May 6, 2007, 22:39 GMT
Beirut - Sheikh Hassan Nasarallah, chief of the Lebanese Shiite movement Hezbollah, denied late Sunday that Arab-Israeli lawmaker Azmi Bishara helped direct Hezbollah militants to target missiles at Israel during the 33-day war in summer 2006.
'Such accusations against Bishara are fabricated and baseless,' said Nasrallah in an interview with Iranian television al-Alam. 'We do not need to be aided by anyone, and with all due respect to Dr Bishara, he is incapable of helping in such a mission.'
Nasrallah said that the Israeli government was using the accusations against Bishara to distract from its own failures in the Lebanon war.
Bishara is accused of treason for allegedly helping Hezbollah direct missiles at 'sensitive military targets' during July and August.
A member of the three-seat Arab Balad party, Bishara disappeared from Israel a few weeks ago and surfaced in late April at the Israeli embassy in Cairo to submit his resignation from the Knesset (Israel's parliament).
Israeli police and the Israeli Shin Bet internal security agency revealed last week that they had launched an investigation against Bishara 18 months ago, long before the war erupted in July 2006.
Authorities claimed to have 'strong evidence,' based on taped telephone conversations between Bishara and Hezbollah intelligence officers, saying they had turned to the Israeli Supreme Court for special permission to wiretap the lawmaker despite his parliamentary immunity.
Bishara held regular telephone contact with the enemy's intelligence, in which he also advised Hezbollah to deepen its missile strikes into Israel, on the mood in the country, and on how to formulate its public statements aimed at Israelis for maximum effect, police spokesman Mickey Rosenfeld said.
He is accused of allegedly receiving hundreds of thousands of dollars - suspected as payment for his services - from a Palestinian money exchange office in East Jerusalem via Jordan, delivered to him in envelopes of 50,000 dollars in cash every couple of weeks.
Bishara has denied the charges as 'unbelievable hysteria' and accused Israel of political persecution.

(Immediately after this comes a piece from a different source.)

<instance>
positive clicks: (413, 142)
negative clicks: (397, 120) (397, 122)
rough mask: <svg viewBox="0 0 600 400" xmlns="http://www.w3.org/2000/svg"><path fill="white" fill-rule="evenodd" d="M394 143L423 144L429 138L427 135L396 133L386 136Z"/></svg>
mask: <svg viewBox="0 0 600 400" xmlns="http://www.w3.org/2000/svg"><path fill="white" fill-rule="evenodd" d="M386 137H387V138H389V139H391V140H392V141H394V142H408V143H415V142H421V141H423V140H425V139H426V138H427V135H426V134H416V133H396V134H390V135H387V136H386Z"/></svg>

In the same interview, Nasrallah said that Israel's war in Lebanon was 'an American decision,' alleging that this was written in secret parts of the report by the Winograd commission, an Israeli panel that examined the conflict.
'Publishing the secret parts of the Winograd report will reveal that the US administration with the help of some internal Lebanese factions had set the stage for Lebanon's war last summer,' Nasrallah said.
The Winograd commission of inquiry's interim report last week accused Israeli Prime Minister Ehud Olmert of a 'serious failure,' of acting 'hastily' and personally contributing to 'over ambitious' and unfeasible war aims. The report has left Olmert battling to stay in officer amid a chorus of voices in Israel demanding his resignation.
Israel launched a widescale against Lebanon offensive on July 12, 2006, after Hezbollah guerrillas snatched two Israeli soldiers in a cross-border attack in south Lebanon.